Des Plaines may soon see a decrease in the numbers of police and fire calls from the Rivers Casino, officials said Wednesday during a public safety committee meeting.
Nearly a year since the Rivers Casino opened in Des Plaines, the city's public safety departments have fielded 1,467 police and 232 fire-related calls from Aug. 1 through June 30, officials said.
Fire Chief Alan Wax said the Rivers Casino is in the process of getting state approval to provide its own emergency medical services that would significantly reduce the burden on the fire department.
In the past year, the fire department has responded to between 20 and 22 calls on average per month -- with the exception of October, May and June -- at the casino, officials said. Of the 232 calls, 38 percent required advance life support, 21 percent were for basic life support, and in another 38 percent of cases patients refused treatment.

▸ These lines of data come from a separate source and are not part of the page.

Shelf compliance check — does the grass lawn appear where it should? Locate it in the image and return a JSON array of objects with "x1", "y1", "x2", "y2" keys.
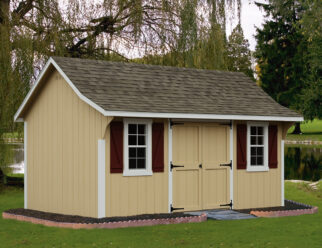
[
  {"x1": 0, "y1": 182, "x2": 322, "y2": 248},
  {"x1": 286, "y1": 119, "x2": 322, "y2": 141}
]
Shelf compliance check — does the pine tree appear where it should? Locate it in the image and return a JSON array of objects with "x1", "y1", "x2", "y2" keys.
[
  {"x1": 227, "y1": 24, "x2": 254, "y2": 80},
  {"x1": 255, "y1": 0, "x2": 308, "y2": 133}
]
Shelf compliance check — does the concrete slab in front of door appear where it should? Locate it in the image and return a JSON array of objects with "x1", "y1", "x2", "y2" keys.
[{"x1": 186, "y1": 209, "x2": 257, "y2": 220}]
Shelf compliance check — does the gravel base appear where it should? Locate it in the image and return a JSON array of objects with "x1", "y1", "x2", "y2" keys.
[
  {"x1": 236, "y1": 200, "x2": 312, "y2": 214},
  {"x1": 5, "y1": 208, "x2": 192, "y2": 223}
]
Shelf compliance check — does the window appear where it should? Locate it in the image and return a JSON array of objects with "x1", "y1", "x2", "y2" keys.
[
  {"x1": 247, "y1": 123, "x2": 268, "y2": 171},
  {"x1": 123, "y1": 119, "x2": 152, "y2": 176}
]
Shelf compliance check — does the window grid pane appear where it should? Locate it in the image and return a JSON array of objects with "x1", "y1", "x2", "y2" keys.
[{"x1": 128, "y1": 124, "x2": 146, "y2": 170}]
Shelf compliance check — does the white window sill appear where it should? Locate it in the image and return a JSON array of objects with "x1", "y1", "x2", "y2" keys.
[
  {"x1": 246, "y1": 165, "x2": 269, "y2": 172},
  {"x1": 123, "y1": 170, "x2": 152, "y2": 177}
]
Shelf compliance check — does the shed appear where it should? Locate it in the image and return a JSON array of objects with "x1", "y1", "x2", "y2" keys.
[{"x1": 14, "y1": 57, "x2": 303, "y2": 218}]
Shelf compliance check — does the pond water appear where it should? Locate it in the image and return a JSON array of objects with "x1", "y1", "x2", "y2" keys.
[
  {"x1": 0, "y1": 144, "x2": 322, "y2": 181},
  {"x1": 284, "y1": 145, "x2": 322, "y2": 181}
]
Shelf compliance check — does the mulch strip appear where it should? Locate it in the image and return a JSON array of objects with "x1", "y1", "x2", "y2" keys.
[
  {"x1": 5, "y1": 208, "x2": 192, "y2": 224},
  {"x1": 236, "y1": 200, "x2": 313, "y2": 214}
]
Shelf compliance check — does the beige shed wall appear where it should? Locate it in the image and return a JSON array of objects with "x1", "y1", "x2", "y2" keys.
[
  {"x1": 106, "y1": 119, "x2": 169, "y2": 217},
  {"x1": 25, "y1": 71, "x2": 108, "y2": 217},
  {"x1": 233, "y1": 122, "x2": 284, "y2": 209}
]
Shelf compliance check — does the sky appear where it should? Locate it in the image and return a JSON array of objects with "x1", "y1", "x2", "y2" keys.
[{"x1": 226, "y1": 0, "x2": 267, "y2": 51}]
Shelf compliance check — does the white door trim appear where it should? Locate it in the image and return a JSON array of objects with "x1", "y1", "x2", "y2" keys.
[
  {"x1": 229, "y1": 121, "x2": 234, "y2": 208},
  {"x1": 168, "y1": 119, "x2": 172, "y2": 213},
  {"x1": 23, "y1": 121, "x2": 28, "y2": 209},
  {"x1": 281, "y1": 140, "x2": 285, "y2": 207},
  {"x1": 97, "y1": 139, "x2": 106, "y2": 218}
]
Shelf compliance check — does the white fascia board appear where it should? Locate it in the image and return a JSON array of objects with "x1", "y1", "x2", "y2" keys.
[
  {"x1": 105, "y1": 111, "x2": 304, "y2": 122},
  {"x1": 14, "y1": 58, "x2": 106, "y2": 122}
]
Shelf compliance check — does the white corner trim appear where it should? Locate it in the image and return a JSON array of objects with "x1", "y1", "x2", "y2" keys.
[
  {"x1": 97, "y1": 139, "x2": 106, "y2": 218},
  {"x1": 229, "y1": 121, "x2": 234, "y2": 208},
  {"x1": 23, "y1": 121, "x2": 28, "y2": 209},
  {"x1": 123, "y1": 118, "x2": 153, "y2": 176},
  {"x1": 281, "y1": 140, "x2": 285, "y2": 207},
  {"x1": 246, "y1": 122, "x2": 269, "y2": 172},
  {"x1": 168, "y1": 119, "x2": 173, "y2": 213}
]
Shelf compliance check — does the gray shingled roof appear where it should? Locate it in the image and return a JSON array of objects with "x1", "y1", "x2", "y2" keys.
[{"x1": 53, "y1": 57, "x2": 300, "y2": 117}]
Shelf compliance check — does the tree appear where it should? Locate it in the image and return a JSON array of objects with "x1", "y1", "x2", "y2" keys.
[
  {"x1": 227, "y1": 24, "x2": 255, "y2": 80},
  {"x1": 298, "y1": 0, "x2": 322, "y2": 120},
  {"x1": 255, "y1": 0, "x2": 307, "y2": 132}
]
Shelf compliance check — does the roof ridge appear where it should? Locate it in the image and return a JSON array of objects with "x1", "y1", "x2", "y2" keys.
[{"x1": 51, "y1": 56, "x2": 246, "y2": 76}]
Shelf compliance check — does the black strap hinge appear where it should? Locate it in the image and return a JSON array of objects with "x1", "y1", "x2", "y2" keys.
[
  {"x1": 170, "y1": 204, "x2": 184, "y2": 212},
  {"x1": 219, "y1": 160, "x2": 233, "y2": 169},
  {"x1": 220, "y1": 200, "x2": 233, "y2": 209}
]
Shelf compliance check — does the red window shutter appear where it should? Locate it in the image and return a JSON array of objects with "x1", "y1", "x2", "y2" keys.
[
  {"x1": 268, "y1": 126, "x2": 278, "y2": 168},
  {"x1": 110, "y1": 121, "x2": 123, "y2": 173},
  {"x1": 237, "y1": 125, "x2": 247, "y2": 169},
  {"x1": 152, "y1": 123, "x2": 164, "y2": 172}
]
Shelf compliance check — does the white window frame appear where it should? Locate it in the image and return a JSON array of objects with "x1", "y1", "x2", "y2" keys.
[
  {"x1": 123, "y1": 118, "x2": 152, "y2": 176},
  {"x1": 247, "y1": 122, "x2": 269, "y2": 171}
]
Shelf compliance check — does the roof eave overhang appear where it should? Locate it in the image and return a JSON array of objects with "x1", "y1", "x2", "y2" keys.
[
  {"x1": 14, "y1": 58, "x2": 304, "y2": 122},
  {"x1": 104, "y1": 111, "x2": 304, "y2": 122}
]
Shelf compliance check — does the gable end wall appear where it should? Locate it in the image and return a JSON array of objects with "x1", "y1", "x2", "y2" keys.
[{"x1": 24, "y1": 70, "x2": 108, "y2": 217}]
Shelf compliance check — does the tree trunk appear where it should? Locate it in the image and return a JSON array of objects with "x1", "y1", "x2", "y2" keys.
[{"x1": 292, "y1": 122, "x2": 302, "y2": 134}]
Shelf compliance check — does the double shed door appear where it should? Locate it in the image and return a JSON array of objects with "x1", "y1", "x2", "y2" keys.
[{"x1": 172, "y1": 123, "x2": 230, "y2": 211}]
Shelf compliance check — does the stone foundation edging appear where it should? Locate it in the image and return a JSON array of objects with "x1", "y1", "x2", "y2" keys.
[
  {"x1": 250, "y1": 204, "x2": 318, "y2": 218},
  {"x1": 2, "y1": 212, "x2": 207, "y2": 229}
]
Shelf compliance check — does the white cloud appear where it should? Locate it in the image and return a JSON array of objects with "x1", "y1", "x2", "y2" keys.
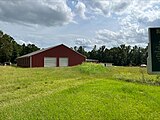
[
  {"x1": 75, "y1": 2, "x2": 87, "y2": 19},
  {"x1": 0, "y1": 0, "x2": 73, "y2": 26}
]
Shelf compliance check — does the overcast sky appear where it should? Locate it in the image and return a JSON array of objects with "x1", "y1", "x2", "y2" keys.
[{"x1": 0, "y1": 0, "x2": 160, "y2": 48}]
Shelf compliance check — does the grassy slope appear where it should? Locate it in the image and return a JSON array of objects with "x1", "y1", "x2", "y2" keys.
[{"x1": 0, "y1": 64, "x2": 160, "y2": 120}]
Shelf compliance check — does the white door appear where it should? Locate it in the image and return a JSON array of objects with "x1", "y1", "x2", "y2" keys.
[
  {"x1": 44, "y1": 57, "x2": 57, "y2": 67},
  {"x1": 59, "y1": 58, "x2": 68, "y2": 67}
]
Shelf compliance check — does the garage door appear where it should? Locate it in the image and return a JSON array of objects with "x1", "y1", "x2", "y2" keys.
[
  {"x1": 59, "y1": 58, "x2": 68, "y2": 67},
  {"x1": 44, "y1": 57, "x2": 57, "y2": 67}
]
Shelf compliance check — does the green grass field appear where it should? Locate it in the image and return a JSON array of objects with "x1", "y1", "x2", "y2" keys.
[{"x1": 0, "y1": 64, "x2": 160, "y2": 120}]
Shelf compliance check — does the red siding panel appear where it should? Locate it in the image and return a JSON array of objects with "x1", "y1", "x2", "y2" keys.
[
  {"x1": 32, "y1": 45, "x2": 86, "y2": 67},
  {"x1": 17, "y1": 57, "x2": 30, "y2": 67}
]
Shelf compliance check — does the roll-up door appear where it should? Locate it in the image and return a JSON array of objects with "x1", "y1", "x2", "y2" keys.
[
  {"x1": 59, "y1": 58, "x2": 68, "y2": 67},
  {"x1": 44, "y1": 57, "x2": 57, "y2": 67}
]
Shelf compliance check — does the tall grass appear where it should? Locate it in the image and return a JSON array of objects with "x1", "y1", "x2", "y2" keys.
[{"x1": 0, "y1": 63, "x2": 160, "y2": 120}]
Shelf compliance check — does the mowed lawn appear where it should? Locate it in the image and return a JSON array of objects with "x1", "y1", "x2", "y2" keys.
[{"x1": 0, "y1": 64, "x2": 160, "y2": 120}]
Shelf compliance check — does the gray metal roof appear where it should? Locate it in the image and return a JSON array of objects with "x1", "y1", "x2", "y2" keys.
[{"x1": 17, "y1": 44, "x2": 86, "y2": 59}]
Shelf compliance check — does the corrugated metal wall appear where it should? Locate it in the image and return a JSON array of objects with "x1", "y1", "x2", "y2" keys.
[
  {"x1": 17, "y1": 57, "x2": 30, "y2": 67},
  {"x1": 32, "y1": 45, "x2": 86, "y2": 67}
]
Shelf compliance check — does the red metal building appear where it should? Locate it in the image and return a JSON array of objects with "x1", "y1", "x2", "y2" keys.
[{"x1": 17, "y1": 44, "x2": 86, "y2": 67}]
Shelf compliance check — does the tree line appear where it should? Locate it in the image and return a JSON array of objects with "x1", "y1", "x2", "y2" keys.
[
  {"x1": 73, "y1": 44, "x2": 148, "y2": 66},
  {"x1": 0, "y1": 31, "x2": 40, "y2": 64},
  {"x1": 0, "y1": 31, "x2": 148, "y2": 66}
]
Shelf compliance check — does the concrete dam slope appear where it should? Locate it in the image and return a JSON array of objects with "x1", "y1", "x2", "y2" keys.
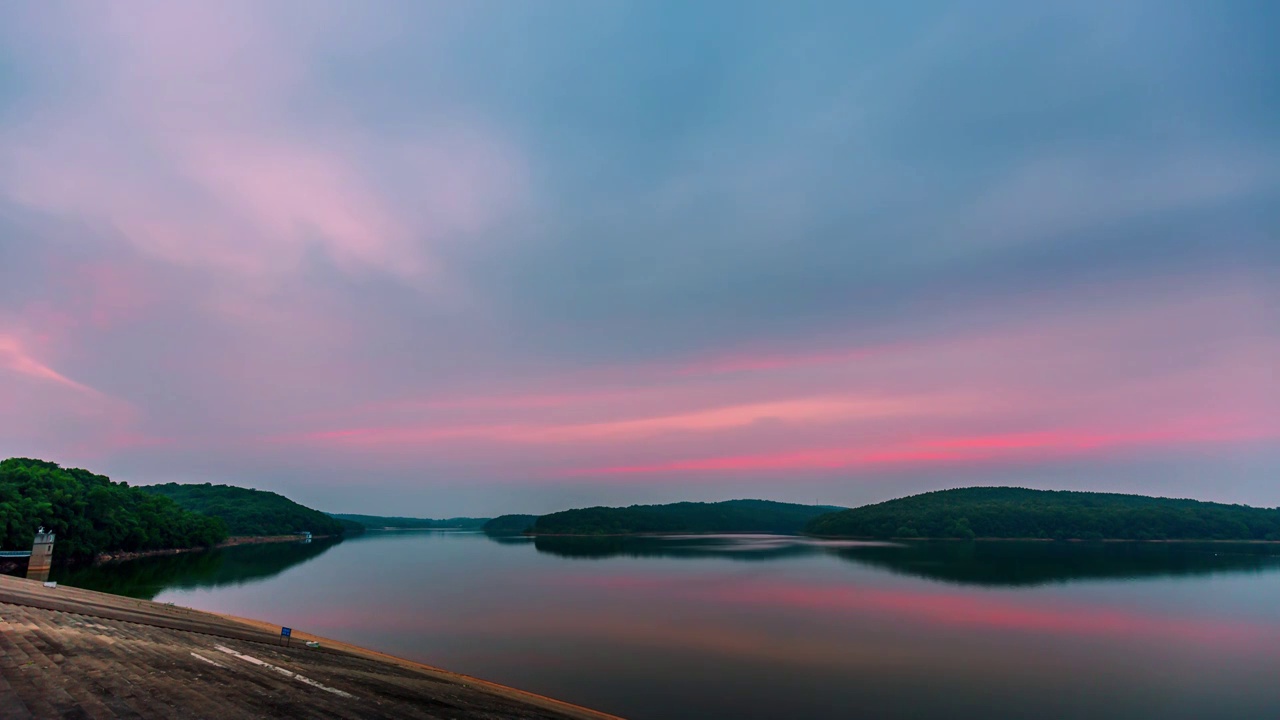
[{"x1": 0, "y1": 577, "x2": 618, "y2": 720}]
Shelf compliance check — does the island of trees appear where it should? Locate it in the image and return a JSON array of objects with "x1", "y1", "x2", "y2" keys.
[
  {"x1": 0, "y1": 457, "x2": 228, "y2": 562},
  {"x1": 531, "y1": 500, "x2": 837, "y2": 536},
  {"x1": 805, "y1": 487, "x2": 1280, "y2": 541},
  {"x1": 141, "y1": 483, "x2": 364, "y2": 536}
]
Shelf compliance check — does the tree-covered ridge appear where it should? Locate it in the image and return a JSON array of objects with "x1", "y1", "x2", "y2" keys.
[
  {"x1": 141, "y1": 483, "x2": 358, "y2": 536},
  {"x1": 0, "y1": 457, "x2": 228, "y2": 562},
  {"x1": 805, "y1": 487, "x2": 1280, "y2": 541},
  {"x1": 480, "y1": 515, "x2": 538, "y2": 536},
  {"x1": 532, "y1": 500, "x2": 833, "y2": 536},
  {"x1": 330, "y1": 512, "x2": 489, "y2": 530}
]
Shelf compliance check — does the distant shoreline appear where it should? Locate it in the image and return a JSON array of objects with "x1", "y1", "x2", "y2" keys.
[
  {"x1": 93, "y1": 536, "x2": 337, "y2": 565},
  {"x1": 524, "y1": 530, "x2": 1280, "y2": 544}
]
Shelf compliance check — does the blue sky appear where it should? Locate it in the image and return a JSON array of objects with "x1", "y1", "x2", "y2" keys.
[{"x1": 0, "y1": 1, "x2": 1280, "y2": 515}]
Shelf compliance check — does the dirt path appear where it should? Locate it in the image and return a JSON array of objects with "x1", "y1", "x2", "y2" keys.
[{"x1": 0, "y1": 577, "x2": 617, "y2": 720}]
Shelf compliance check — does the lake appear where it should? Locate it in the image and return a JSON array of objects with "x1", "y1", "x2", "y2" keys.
[{"x1": 45, "y1": 530, "x2": 1280, "y2": 720}]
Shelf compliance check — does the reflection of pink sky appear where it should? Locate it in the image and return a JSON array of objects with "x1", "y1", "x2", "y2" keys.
[{"x1": 264, "y1": 575, "x2": 1280, "y2": 653}]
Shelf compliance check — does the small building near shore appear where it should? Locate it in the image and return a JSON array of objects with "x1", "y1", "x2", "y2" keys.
[{"x1": 27, "y1": 527, "x2": 54, "y2": 582}]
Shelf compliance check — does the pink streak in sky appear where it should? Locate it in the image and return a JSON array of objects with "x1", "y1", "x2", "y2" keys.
[
  {"x1": 0, "y1": 334, "x2": 101, "y2": 396},
  {"x1": 581, "y1": 424, "x2": 1280, "y2": 475}
]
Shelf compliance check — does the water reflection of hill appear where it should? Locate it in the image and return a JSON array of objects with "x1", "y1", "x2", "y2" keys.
[
  {"x1": 831, "y1": 542, "x2": 1280, "y2": 585},
  {"x1": 534, "y1": 536, "x2": 820, "y2": 562},
  {"x1": 55, "y1": 539, "x2": 342, "y2": 600}
]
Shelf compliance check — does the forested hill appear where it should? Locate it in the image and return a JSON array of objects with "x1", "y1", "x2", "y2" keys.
[
  {"x1": 0, "y1": 457, "x2": 227, "y2": 562},
  {"x1": 805, "y1": 487, "x2": 1280, "y2": 541},
  {"x1": 532, "y1": 500, "x2": 835, "y2": 536},
  {"x1": 141, "y1": 483, "x2": 362, "y2": 536},
  {"x1": 481, "y1": 515, "x2": 538, "y2": 536},
  {"x1": 330, "y1": 512, "x2": 489, "y2": 530}
]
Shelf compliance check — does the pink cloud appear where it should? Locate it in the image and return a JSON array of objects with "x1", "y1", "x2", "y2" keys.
[
  {"x1": 0, "y1": 334, "x2": 101, "y2": 397},
  {"x1": 0, "y1": 1, "x2": 524, "y2": 284},
  {"x1": 576, "y1": 415, "x2": 1280, "y2": 477}
]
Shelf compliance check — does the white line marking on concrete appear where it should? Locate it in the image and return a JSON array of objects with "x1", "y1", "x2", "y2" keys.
[
  {"x1": 212, "y1": 644, "x2": 356, "y2": 700},
  {"x1": 191, "y1": 652, "x2": 227, "y2": 667}
]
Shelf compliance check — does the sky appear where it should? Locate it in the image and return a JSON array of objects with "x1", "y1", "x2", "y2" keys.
[{"x1": 0, "y1": 0, "x2": 1280, "y2": 516}]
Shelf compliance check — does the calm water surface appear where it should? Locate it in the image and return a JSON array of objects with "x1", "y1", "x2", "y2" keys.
[{"x1": 55, "y1": 532, "x2": 1280, "y2": 720}]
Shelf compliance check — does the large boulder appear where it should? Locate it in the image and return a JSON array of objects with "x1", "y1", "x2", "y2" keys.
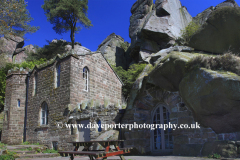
[
  {"x1": 148, "y1": 51, "x2": 202, "y2": 92},
  {"x1": 0, "y1": 35, "x2": 24, "y2": 62},
  {"x1": 179, "y1": 68, "x2": 240, "y2": 133},
  {"x1": 189, "y1": 0, "x2": 240, "y2": 54},
  {"x1": 129, "y1": 0, "x2": 192, "y2": 62},
  {"x1": 98, "y1": 33, "x2": 131, "y2": 69}
]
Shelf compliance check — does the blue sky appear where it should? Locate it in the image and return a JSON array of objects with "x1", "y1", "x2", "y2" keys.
[{"x1": 25, "y1": 0, "x2": 240, "y2": 51}]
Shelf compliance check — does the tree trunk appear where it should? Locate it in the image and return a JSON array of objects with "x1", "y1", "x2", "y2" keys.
[{"x1": 70, "y1": 27, "x2": 75, "y2": 49}]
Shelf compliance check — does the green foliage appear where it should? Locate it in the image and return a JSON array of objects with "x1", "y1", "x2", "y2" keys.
[
  {"x1": 43, "y1": 149, "x2": 58, "y2": 153},
  {"x1": 26, "y1": 40, "x2": 69, "y2": 62},
  {"x1": 120, "y1": 42, "x2": 129, "y2": 52},
  {"x1": 0, "y1": 59, "x2": 46, "y2": 112},
  {"x1": 0, "y1": 151, "x2": 17, "y2": 160},
  {"x1": 27, "y1": 147, "x2": 32, "y2": 151},
  {"x1": 186, "y1": 53, "x2": 240, "y2": 75},
  {"x1": 0, "y1": 0, "x2": 39, "y2": 37},
  {"x1": 112, "y1": 64, "x2": 146, "y2": 99},
  {"x1": 42, "y1": 0, "x2": 92, "y2": 48},
  {"x1": 208, "y1": 153, "x2": 221, "y2": 159},
  {"x1": 36, "y1": 148, "x2": 41, "y2": 153},
  {"x1": 0, "y1": 142, "x2": 7, "y2": 149},
  {"x1": 182, "y1": 21, "x2": 200, "y2": 43}
]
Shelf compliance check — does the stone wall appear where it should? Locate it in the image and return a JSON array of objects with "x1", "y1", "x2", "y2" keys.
[
  {"x1": 70, "y1": 52, "x2": 122, "y2": 105},
  {"x1": 27, "y1": 56, "x2": 72, "y2": 148},
  {"x1": 1, "y1": 71, "x2": 28, "y2": 144},
  {"x1": 27, "y1": 53, "x2": 122, "y2": 150}
]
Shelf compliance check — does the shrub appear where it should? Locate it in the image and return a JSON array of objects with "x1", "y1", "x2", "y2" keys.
[{"x1": 186, "y1": 53, "x2": 240, "y2": 75}]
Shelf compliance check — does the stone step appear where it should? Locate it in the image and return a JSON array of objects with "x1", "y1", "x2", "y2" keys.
[{"x1": 16, "y1": 153, "x2": 59, "y2": 160}]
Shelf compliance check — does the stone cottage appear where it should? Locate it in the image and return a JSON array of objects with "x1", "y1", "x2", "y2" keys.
[{"x1": 2, "y1": 52, "x2": 123, "y2": 149}]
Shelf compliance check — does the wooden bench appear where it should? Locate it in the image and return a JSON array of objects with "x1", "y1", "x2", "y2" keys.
[
  {"x1": 58, "y1": 151, "x2": 105, "y2": 159},
  {"x1": 58, "y1": 148, "x2": 132, "y2": 160}
]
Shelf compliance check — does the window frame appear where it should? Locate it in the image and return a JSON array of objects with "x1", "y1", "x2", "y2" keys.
[
  {"x1": 33, "y1": 72, "x2": 38, "y2": 96},
  {"x1": 17, "y1": 99, "x2": 21, "y2": 108},
  {"x1": 40, "y1": 102, "x2": 48, "y2": 125},
  {"x1": 55, "y1": 63, "x2": 61, "y2": 88},
  {"x1": 83, "y1": 67, "x2": 89, "y2": 92}
]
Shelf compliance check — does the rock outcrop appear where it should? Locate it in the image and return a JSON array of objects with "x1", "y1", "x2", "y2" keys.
[
  {"x1": 0, "y1": 35, "x2": 24, "y2": 62},
  {"x1": 189, "y1": 0, "x2": 240, "y2": 54},
  {"x1": 179, "y1": 68, "x2": 240, "y2": 133},
  {"x1": 97, "y1": 33, "x2": 131, "y2": 69},
  {"x1": 129, "y1": 0, "x2": 192, "y2": 62}
]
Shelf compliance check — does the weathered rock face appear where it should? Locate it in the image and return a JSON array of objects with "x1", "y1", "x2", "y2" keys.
[
  {"x1": 129, "y1": 0, "x2": 192, "y2": 62},
  {"x1": 0, "y1": 35, "x2": 24, "y2": 62},
  {"x1": 179, "y1": 68, "x2": 240, "y2": 133},
  {"x1": 189, "y1": 0, "x2": 240, "y2": 54},
  {"x1": 123, "y1": 50, "x2": 240, "y2": 157},
  {"x1": 98, "y1": 33, "x2": 131, "y2": 69}
]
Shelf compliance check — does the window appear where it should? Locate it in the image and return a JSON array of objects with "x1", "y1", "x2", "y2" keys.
[
  {"x1": 98, "y1": 120, "x2": 102, "y2": 132},
  {"x1": 5, "y1": 111, "x2": 8, "y2": 121},
  {"x1": 33, "y1": 73, "x2": 38, "y2": 95},
  {"x1": 71, "y1": 124, "x2": 74, "y2": 135},
  {"x1": 83, "y1": 67, "x2": 89, "y2": 91},
  {"x1": 52, "y1": 142, "x2": 58, "y2": 150},
  {"x1": 152, "y1": 104, "x2": 173, "y2": 151},
  {"x1": 41, "y1": 102, "x2": 48, "y2": 125},
  {"x1": 56, "y1": 64, "x2": 61, "y2": 88},
  {"x1": 17, "y1": 99, "x2": 21, "y2": 107}
]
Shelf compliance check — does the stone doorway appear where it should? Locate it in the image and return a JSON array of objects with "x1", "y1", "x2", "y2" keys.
[
  {"x1": 151, "y1": 104, "x2": 173, "y2": 155},
  {"x1": 77, "y1": 119, "x2": 91, "y2": 142}
]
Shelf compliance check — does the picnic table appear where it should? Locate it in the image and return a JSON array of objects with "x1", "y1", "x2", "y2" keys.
[{"x1": 58, "y1": 140, "x2": 132, "y2": 160}]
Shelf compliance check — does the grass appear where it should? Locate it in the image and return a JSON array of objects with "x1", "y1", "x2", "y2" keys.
[
  {"x1": 0, "y1": 143, "x2": 7, "y2": 149},
  {"x1": 21, "y1": 141, "x2": 39, "y2": 145},
  {"x1": 208, "y1": 153, "x2": 221, "y2": 159},
  {"x1": 43, "y1": 149, "x2": 58, "y2": 153},
  {"x1": 0, "y1": 151, "x2": 17, "y2": 160}
]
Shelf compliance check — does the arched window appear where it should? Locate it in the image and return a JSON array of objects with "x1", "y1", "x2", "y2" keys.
[
  {"x1": 17, "y1": 99, "x2": 21, "y2": 107},
  {"x1": 33, "y1": 73, "x2": 38, "y2": 95},
  {"x1": 83, "y1": 67, "x2": 89, "y2": 91},
  {"x1": 56, "y1": 64, "x2": 61, "y2": 88},
  {"x1": 152, "y1": 104, "x2": 173, "y2": 151},
  {"x1": 40, "y1": 102, "x2": 48, "y2": 125},
  {"x1": 98, "y1": 120, "x2": 102, "y2": 132}
]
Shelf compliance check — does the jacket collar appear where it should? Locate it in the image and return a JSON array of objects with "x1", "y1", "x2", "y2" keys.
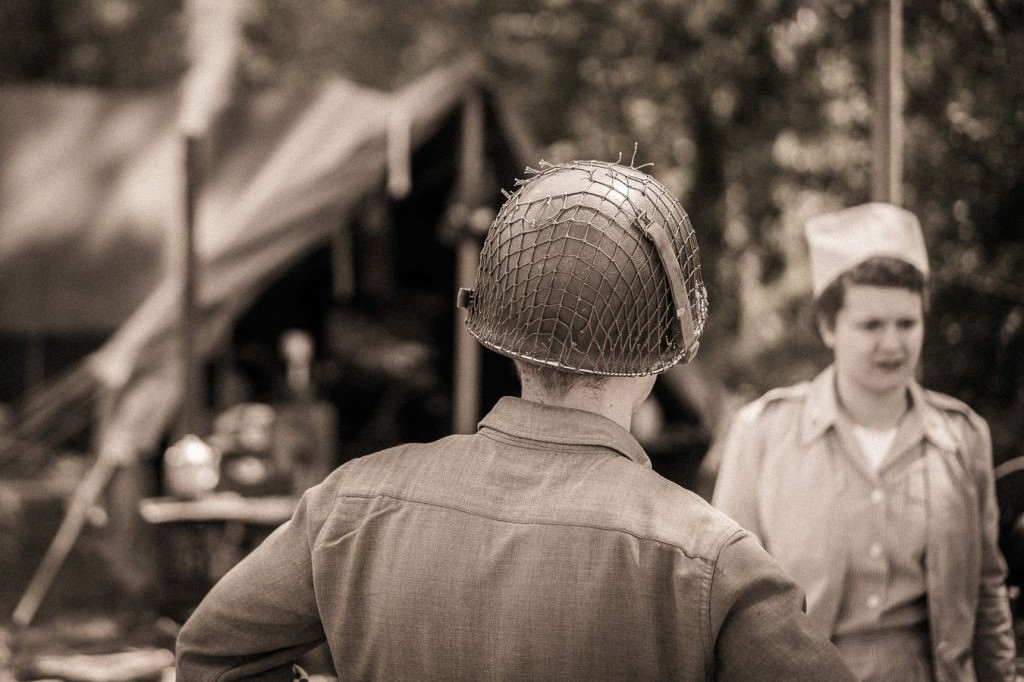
[
  {"x1": 479, "y1": 396, "x2": 651, "y2": 467},
  {"x1": 801, "y1": 365, "x2": 956, "y2": 450}
]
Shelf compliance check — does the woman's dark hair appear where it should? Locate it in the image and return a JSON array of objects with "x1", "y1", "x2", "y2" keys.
[{"x1": 814, "y1": 256, "x2": 928, "y2": 330}]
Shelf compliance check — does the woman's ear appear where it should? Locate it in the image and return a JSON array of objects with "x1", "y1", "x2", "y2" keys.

Wax said casino officials expect to have at least two emergency medical technicians on duty per shift that can handle first aid and other basic emergency treatments that don't require transportation to a hospital, as well as enter medical reports and charts into a computer system and sign patient releases.
"Roughly 35 to 37 percent of the calls we respond to, we won't have to go out on," Wax said. "We will be reducing the numbers once the casino's EMTs come online. If it's a minor call, they'll be able to sign the release themselves. If the people need to go to the hospital, they are going to call us."
Wax was hopeful that state approval of the casino's EMS status would come within a few weeks.
Acting Police Chief Mike Kozak said a majority of the 1,467 calls the police department responded to at the casino were responses for criminal trespass. Police officers aided fire department personnel in 210 calls, and 111 calls were for providing casino patrons assistance with lockouts.
Police also responded to 110 complaints about intoxicated individuals, and five assaults.
In all, police response to calls from the casino represented 2.4 percent of the total number of calls, or 61,000, the department handled citywide during the same time period, Kozak said.
"That kind of puts it into perspective," Kozak said. "It's not a big volume."
Both departments, especially fire, derive financial benefit from certain calls, but neither could quantify the revenues Wednesday.